Jian-Rong Sun; Chen-Fan Kong; Yan-Ni Lou; Ran Yu; Xiang-Ke Qu; Li-Qun Jia

doi:10.3389/fgene.2020.00796

Genome-Wide Profiling of Alternative Splicing Signature Reveals Prognostic Predictor for Esophageal Carcinoma

Front Genet. 2020 Jul 22:11:796. doi: 10.3389/fgene.2020.00796. eCollection 2020.

Authors

Jian-Rong Sun^{1

2}, Chen-Fan Kong^{1

3}, Yan-Ni Lou², Ran Yu^{1

2}, Xiang-Ke Qu^{1

4}, Li-Qun Jia²

Affiliations

¹ Graduate School, Beijing University of Chinese Medicine, Beijing, China.
² Oncology Department of Integrated Traditional Chinese and Western Medicine, China-Japan Friendship Hospital, Beijing, China.
³ Gastroenterology Department, Beijing University of Chinese Medicine Affiliated Dongzhimen Hospital, Beijing, China.
⁴ Rheumatism Department of Traditional Chinese Medicine, China-Japan Friendship Hospital, Beijing, China.

Abstract

Background: Alternative splicing (AS) is a molecular event that drives protein diversity through the generation of multiple mRNA isoforms. Growing evidence demonstrates that dysregulation of AS is associated with tumorigenesis. However, an integrated analysis in identifying the AS biomarkers attributed to esophageal carcinoma (ESCA) is largely unexplored.

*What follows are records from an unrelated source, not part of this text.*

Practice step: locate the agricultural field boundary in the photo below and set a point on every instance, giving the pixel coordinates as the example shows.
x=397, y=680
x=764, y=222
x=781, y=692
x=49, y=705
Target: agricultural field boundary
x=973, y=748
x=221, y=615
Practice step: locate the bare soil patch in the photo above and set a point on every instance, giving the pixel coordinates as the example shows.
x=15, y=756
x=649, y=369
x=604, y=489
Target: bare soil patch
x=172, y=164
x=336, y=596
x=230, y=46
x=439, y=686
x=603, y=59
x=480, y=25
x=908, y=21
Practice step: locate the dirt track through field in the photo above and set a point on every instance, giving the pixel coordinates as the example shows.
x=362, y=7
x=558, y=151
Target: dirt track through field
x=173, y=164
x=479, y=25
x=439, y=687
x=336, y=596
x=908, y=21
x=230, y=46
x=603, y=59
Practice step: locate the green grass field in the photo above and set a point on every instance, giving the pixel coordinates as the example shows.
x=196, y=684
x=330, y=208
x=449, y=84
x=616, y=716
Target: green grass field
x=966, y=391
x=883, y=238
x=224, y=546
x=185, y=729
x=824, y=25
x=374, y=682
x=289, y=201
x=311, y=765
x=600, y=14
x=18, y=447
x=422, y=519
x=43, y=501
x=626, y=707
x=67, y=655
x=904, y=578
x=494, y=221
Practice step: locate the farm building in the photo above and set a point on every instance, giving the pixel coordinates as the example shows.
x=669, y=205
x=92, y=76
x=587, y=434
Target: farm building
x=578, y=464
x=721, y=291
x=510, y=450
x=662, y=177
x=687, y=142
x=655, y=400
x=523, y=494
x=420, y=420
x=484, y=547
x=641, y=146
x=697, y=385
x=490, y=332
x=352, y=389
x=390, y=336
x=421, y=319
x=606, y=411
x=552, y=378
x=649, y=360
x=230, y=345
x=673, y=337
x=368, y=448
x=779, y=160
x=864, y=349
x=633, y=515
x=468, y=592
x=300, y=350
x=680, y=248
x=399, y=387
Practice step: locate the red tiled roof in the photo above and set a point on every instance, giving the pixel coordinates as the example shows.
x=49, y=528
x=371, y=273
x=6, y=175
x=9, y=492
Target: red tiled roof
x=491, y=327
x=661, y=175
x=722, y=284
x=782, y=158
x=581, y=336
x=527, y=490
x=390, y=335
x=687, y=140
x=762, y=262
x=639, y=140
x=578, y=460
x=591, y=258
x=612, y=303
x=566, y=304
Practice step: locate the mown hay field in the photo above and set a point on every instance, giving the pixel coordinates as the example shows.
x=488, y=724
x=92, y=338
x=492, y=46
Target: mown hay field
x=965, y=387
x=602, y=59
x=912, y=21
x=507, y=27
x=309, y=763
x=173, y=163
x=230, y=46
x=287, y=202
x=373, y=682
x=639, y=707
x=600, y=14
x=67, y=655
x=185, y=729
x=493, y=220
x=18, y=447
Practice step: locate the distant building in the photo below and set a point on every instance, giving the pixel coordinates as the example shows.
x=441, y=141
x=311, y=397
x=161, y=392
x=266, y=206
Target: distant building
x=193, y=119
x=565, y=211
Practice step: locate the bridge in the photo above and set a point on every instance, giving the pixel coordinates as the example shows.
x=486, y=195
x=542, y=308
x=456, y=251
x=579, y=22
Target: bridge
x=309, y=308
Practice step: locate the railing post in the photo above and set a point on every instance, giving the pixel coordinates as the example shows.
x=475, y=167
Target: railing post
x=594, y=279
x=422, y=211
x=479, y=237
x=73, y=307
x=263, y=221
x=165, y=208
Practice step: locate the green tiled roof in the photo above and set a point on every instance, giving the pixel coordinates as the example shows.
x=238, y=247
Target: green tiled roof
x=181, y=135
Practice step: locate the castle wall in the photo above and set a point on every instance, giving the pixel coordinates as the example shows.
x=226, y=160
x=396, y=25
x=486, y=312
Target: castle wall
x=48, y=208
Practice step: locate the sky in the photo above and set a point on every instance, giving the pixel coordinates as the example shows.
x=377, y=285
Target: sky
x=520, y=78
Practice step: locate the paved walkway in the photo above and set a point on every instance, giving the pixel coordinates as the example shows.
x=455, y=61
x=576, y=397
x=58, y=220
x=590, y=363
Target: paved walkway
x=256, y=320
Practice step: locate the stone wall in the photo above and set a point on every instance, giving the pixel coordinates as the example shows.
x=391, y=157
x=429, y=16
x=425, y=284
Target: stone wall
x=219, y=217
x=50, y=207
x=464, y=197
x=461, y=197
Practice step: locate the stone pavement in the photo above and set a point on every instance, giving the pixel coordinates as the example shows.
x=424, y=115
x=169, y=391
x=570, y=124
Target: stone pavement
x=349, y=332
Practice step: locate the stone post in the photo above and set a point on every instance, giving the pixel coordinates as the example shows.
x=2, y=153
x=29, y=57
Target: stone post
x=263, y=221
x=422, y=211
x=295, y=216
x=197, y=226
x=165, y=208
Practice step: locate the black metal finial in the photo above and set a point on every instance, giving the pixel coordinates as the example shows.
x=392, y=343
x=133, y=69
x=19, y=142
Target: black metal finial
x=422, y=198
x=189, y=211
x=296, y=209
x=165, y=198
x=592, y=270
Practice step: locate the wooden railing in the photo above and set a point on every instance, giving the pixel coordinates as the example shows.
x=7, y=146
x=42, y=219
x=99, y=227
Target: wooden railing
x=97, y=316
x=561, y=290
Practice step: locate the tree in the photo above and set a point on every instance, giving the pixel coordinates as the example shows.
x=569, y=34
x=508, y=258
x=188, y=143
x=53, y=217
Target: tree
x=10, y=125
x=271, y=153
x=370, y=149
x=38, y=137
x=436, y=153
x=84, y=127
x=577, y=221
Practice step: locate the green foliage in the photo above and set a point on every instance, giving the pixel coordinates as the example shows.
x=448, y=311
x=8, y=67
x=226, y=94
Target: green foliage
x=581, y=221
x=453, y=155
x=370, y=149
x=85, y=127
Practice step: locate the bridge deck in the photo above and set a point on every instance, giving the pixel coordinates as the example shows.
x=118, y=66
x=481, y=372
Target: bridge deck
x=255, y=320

Methods: AS percent-splice-in (PSI) data were obtained from the TCGA SpliceSeq database. Univariate and multivariate Cox regression analysis was successively performed to identify the overall survival (OS)-associated AS events, followed by the construction of AS predictor through different splicing patterns. Then, a nomogram that combines the final AS predictor and clinicopathological characteristics was established. Finally, a splicing regulatory network was created according to the correlation between the AS events and the splicing factors (SF).

Results: We identified a total of 2389 AS events with the potential to be used as prognostic markers that are associated with the OS of ESCA patients. Based on splicing patterns, we then built eight AS predictors that are highly capable in distinguishing high- and low-risk patients, and in predicting ESCA prognosis. Notably, the area under curve (AUC) value for the exon skip (ES) prognostic predictor was shown to reach a score of 0.885, indicating that ES has the highest prediction strength in predicting ESCA prognosis. In addition, a nomogram that comprises the pathological stage and risk group was shown to be highly efficient in predicting the survival possibility of ESCA patients. Lastly, the splicing correlation network analysis revealed the opposite roles of splicing factors (SFs) in ESCA.

Conclusion: In this study, the AS events may provide reliable biomarkers for the prognosis of ESCA. The splicing correlation networks could provide new insights in the identification of potential regulatory mechanisms during the ESCA development.

Keywords: alternative splicing; esophageal carcinoma; prognosis; splicing factor; survival.